The title of this particular entry refers instead to the loss of yet another friend to the Ministry of the Gospel.  He was a pastor, and I am pretty sure he was a good one.  However, add him to the list of living casualties that yet another church has caused to leave the ministry.  Let's face it.  There just aren't enough of us to pastor every church out there.  If there were, things might be different.

You should know, pastoring a church is one of the hardest things anyone can do.  Sure, you don't have to go fight a war against Afghanistan.  You don't have to wait in an ER for some terribly injured person to come in to repair.  Nope, the people you wait for don't necessarily have visible injuries at all.  You know they have injuries at all because they are busy injuring you.  As I have always been fond of saying, "hurting people hurt people".  Not just a saying for Psychologists or well-meaning mothers anymore.

Since we graduated Seminary, we have watched many qualified, carefully trained men drop by the wayside on the road of ministry.  They are still out there somewhere.  Some sell real estate.  Some work in various forms of counseling of teenagers or other hurting people.  Some have no idea where their next meal will come from.

This particular friend is moving on faith alone to an area where he hopes to support his family without putting them in a glass house where the whole congregation looks in and tries to tell them how to live life.  What will he do?  Not sure.  His wife will clean houses and businesses while they try to make the rent and feed the family and still pay for a house in a state where they will never live again from 2 churches ago.

So what's the purpose of all this?  Here it is:  You have the opportunity to make a difference in the life of your pastor.  Chances are you will never know just how discouraging his job is until he surprises you one Sunday from the pulpit with his completely unexpected resignation.  I have heard horror stories of pastors in line at the funeral of their child when along comes the deacon board to fire them.  In the middle of their child's funeral!  Is gaining power in a church really that important to people, that they would stand in that line of horror and grief to fire the man that they and God called to that post?  Because, as far as I can see, there's more power tripping going on in God's house than the federal government sometimes.  Sorry if that offends you, but if it does, examine your heart and make sure you aren't one of "those guys".

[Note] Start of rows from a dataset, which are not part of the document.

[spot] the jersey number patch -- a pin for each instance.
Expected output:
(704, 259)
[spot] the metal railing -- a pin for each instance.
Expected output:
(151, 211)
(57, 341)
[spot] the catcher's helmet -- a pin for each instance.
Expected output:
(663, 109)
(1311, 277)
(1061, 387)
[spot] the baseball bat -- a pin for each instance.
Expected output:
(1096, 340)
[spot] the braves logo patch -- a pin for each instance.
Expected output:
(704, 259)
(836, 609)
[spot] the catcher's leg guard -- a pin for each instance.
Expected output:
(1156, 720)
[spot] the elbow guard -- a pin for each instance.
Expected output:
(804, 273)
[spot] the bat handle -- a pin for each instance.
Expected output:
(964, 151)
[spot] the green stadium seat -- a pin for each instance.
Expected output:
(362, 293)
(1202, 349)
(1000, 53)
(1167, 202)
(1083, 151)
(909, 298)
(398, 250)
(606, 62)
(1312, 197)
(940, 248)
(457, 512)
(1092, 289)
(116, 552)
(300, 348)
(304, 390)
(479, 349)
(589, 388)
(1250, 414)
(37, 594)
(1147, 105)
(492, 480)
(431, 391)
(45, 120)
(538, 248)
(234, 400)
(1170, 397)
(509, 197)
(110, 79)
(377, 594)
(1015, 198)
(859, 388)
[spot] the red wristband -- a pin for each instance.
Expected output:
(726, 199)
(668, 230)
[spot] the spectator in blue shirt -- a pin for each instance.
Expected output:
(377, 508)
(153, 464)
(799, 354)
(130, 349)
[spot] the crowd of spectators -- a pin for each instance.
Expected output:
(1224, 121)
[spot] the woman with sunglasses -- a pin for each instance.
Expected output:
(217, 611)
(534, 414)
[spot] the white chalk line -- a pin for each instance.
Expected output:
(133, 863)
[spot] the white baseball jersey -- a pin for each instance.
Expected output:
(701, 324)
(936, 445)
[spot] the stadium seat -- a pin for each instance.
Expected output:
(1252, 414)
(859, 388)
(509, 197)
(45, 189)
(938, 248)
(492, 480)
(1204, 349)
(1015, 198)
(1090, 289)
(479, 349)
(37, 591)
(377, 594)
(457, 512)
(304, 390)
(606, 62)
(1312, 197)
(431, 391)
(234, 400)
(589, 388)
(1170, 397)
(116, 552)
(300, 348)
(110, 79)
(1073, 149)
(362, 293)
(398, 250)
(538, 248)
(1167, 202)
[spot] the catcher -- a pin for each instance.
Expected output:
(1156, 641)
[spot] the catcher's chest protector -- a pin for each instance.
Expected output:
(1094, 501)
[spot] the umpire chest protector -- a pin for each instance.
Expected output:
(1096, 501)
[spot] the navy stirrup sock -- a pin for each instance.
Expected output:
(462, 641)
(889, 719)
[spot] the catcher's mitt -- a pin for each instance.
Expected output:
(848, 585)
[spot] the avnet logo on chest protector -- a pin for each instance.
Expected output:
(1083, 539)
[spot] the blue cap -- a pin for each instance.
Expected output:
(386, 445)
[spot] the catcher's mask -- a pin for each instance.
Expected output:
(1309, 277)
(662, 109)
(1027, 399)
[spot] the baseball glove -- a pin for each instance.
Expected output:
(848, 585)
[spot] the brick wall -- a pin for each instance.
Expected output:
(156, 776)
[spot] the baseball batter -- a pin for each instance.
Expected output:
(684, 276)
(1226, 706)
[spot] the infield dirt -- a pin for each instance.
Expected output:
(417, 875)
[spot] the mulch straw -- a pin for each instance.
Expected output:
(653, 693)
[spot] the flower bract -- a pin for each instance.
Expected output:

Encourage the man that God has called to lead your congregation.  Trust his judgment unless you can see that it goes directly against God's Word (not just your opinion or desires), and then handle the situation with grace and care.  After all, you have never lived your life perfectly in line with Scripture at all times, right?  If you did, you wouldn't need grace, which, by the way, you do.  Uphold his family - no matter how they dress, what they do with their hair, how much makeup they wear, or how overweight you determine that they are.  It is a hard job, with lots of stress and much prayerful hard work.  This work is hard on the family, who sits at home wondering when their husband/father will return and spend time with them, who really should come first anyway.  Love on that man until it hurts.  Give him the support he needs, and his family, too.  You may never know how much it really means.